In Automatic Tutorial Maker for Unity we've already thought through most of these nuances. For example, solving the problems above:
⚙️ Choose zoom/fade/slide animation for hint appearance and a duration of 0.5 sec.
⚙️ Set a minimum time for the hint to exist - 1.5 sec. Or add a mandatory confirmation button.
⚙️ Activate the hint asynchronously when approaching the target through Vector3.Distance.
And here are two paragraphs from the book "The Art of Game Design: A Book of Lenses". Both explore how developers can better explain things to players.
The ability to think like a player. "Where does this location intuitively lead me, and where might I get stuck?"
Playtests and adaptation. If explanations become necessary, write accompanying phrases in a notebook. This is the potential tutorial that needs to be beautifully integrated into the game. Either in the words of characters or in the geometry of the scene.
Actually, at the core of ATM are these two things: the developer sits down and walks the player's path while showing it. This generates basic hints, and it also allows you to review the game through different eyes one more time. To test and improve the tutorial logic while remaining calm about the technical part.
🎮 This is reminiscent of King of Thieves: a mobile game where before saving traps in your dungeon, you need to complete them yourself.
👀 And it also somewhat resembles hunting. To capture the player, you need to think like a player, and also spy on them from your developer bushes, again and again.

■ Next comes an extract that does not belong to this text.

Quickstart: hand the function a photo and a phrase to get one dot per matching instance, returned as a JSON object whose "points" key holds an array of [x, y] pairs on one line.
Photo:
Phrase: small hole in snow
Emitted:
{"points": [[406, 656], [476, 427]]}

Automatic Tutorial Maker (ATM) is a tool that not only automates routine tasks but also rethinks the approach to creating tutorial systems. By taking care of the technical implementation (animations, timings, trigger conditions), it frees the developer from "coding for the sake of coding," allowing them to focus on what truly matters — logic that doesn’t frustrate the player. No more spending hours debugging pop-ups or calculating trigger distances for hints. Instead, you can immerse yourself in the player’s role: analyze where they might get stuck, how to guide them without words, and what level metaphors can make the learning process feel natural. ATM transforms tutorial creation into a dialogue with the player: you design the experience, the tool brings it to life, and the resulting mechanics work like an invisible guide — unobtrusive yet reliable. This isn’t just about saving time; it’s an opportunity to turn a mandatory step into a chance to surprise: when the tutorial becomes part of the game rather than an interruption, players don’t rush to skip hints, and developers don’t dread creating them.